Rinteln (cok).
Es warenüberwiegend Frauen, die sich am Sonntagnachmittag zu Oscar Wilde, seiner todesmutigen Nachtigall und dem "glücklichen Prinzen" in den Prinzenhof hingezogen fühlten. Vor einem mehr als ausverkauften Haus las die Berliner Schauspielerin Cornelia Flöge zwei der schönsten Wilde-Märchen vor, die die Musikerin Maria Todtenhaupt mit Harfenmusik begleitete.
Und wer vielleicht schon wieder vergessen hatte, wie schrecklich traurig der "glückliche Prinz" ja ist oder dass die kleine Nachtigall ihr Leben gibt für eine lächerliche Liebe, der konnte beinah zu Tränen gerührt sein von Cornelia Flöges einfühlsamer Lesart, bei der die Sentimentalität der Geschichten voll zum Ausdruck kam, obwohl die Schauspielerin auch deren poetische, oft wirklich zum Lachen sprachwitzige Ironie wunderbar aufleuchten ließ.

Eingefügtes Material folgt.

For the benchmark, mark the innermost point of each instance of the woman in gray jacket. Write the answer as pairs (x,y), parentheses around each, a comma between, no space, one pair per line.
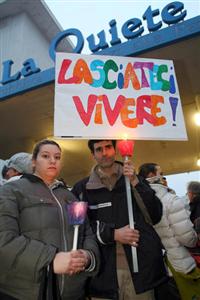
(35,234)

Der Schwalbenjüngling liebt eine Schilfrohrdame wegen ihrer schlanken Figur und verpasst mit seiner vergeblichen Werbung (das Schilfrohr flirtet lieber mit dem Wind) den Rückflug nach Ägypten. So übernachtet der Vogel unter der Statue des glücklichen Prinzen und der Prinz, er weint. So hoch, wie er über der Stadt steht, sieht er die unglücklichen Menschen, denen er nicht helfen kann. Er überredet die Schwalbe, sein Bote zu werden. Und der erst so kecke Vogel bringt dem kranken Kind einen Rubin aus des Prinzen Gürtel, er verschenkt, weil der Prinz es so will, dessen beide Augensaphire und den ganzen Schmuck der Statue. Der Winter hat längst Einzug gehalten, viel zu spät ist es geworden für den Flug ins warme Ägypten und als die "Schwalbe, meine liebe Schwalbe" erfroren zu Füßen der Statue sinkt, bricht das bleierne Herz des Prinzen vor Kummer entzwei.
Mit zarter Intensität untermalte Maria Todtenhaupt die Lesung durch ihr virtuoses Harfenspiel, keltische Folklore, die allerbestens harmonierte mit der eigenartigen Melancholie des Märchens, bis hin zum Ende, wo das Instrument zu weinen schien über Prinzenstatue und Schwalbe, die auf dem Müll landen.
Gott, so sagt es das Märchen noch schnell, hat das Opfer von Prinz und Vogel gewürdigt, beide erhalten einen Platz im Paradies. Vielleicht aber entspringt dieser versöhnliche Nachtrag wieder nur der ironischen Weltsicht Oscar Wildes.
Das Märchen "Die Nachtigall und die Rose", das mit einem dramatischen Harfenstück des expressionistischen Komponisten Marcel Tournier (1879-1951) eingeführt wurde, will von solch kindlicher Versöhnung jedenfalls nichts wissen: Eine Nachtigall gibt ihr Herzblut, weil sie so bewegt ist von der großenLiebe eines Studenten zu seinem Mädchen. "Und was bedeutet schon das Herz eines Vogels gegen ein Menschenherz?" Damit die Rose, die der Student für das Liebesglück braucht, wachsen kann, singt sie mit einem Rosendorn im Herzen und stirbt. Der Student aber wirft die Rose in die Gosse, weil sie ihm doch nichts nützt: "Was für ein dummes Ding ist doch die Liebe...", heißt es im Märchen. Bedeutet das auch, es sei sinnlos, romantische Opfer zu bringen?
Eine direkte Antwort auf solche Fragen ist bei Oscar Wilde nicht zu haben. Sicher aber ist, dass er, nicht viel anders als sein Märchenerfinder-Kollege Hans-Christian Andersen, die Ironie und den Sprachwitz einsetzt wie einen Schutzschild, der es erlaubt, sich dem Grundschrecken der Welt mit einem Lächeln zu stellen. "Wundersamer als alles ist das Leid der Menschen..." sagt der "glückliche Prinz". Er sagt nicht "grausamer". Er sagt "wundersam"!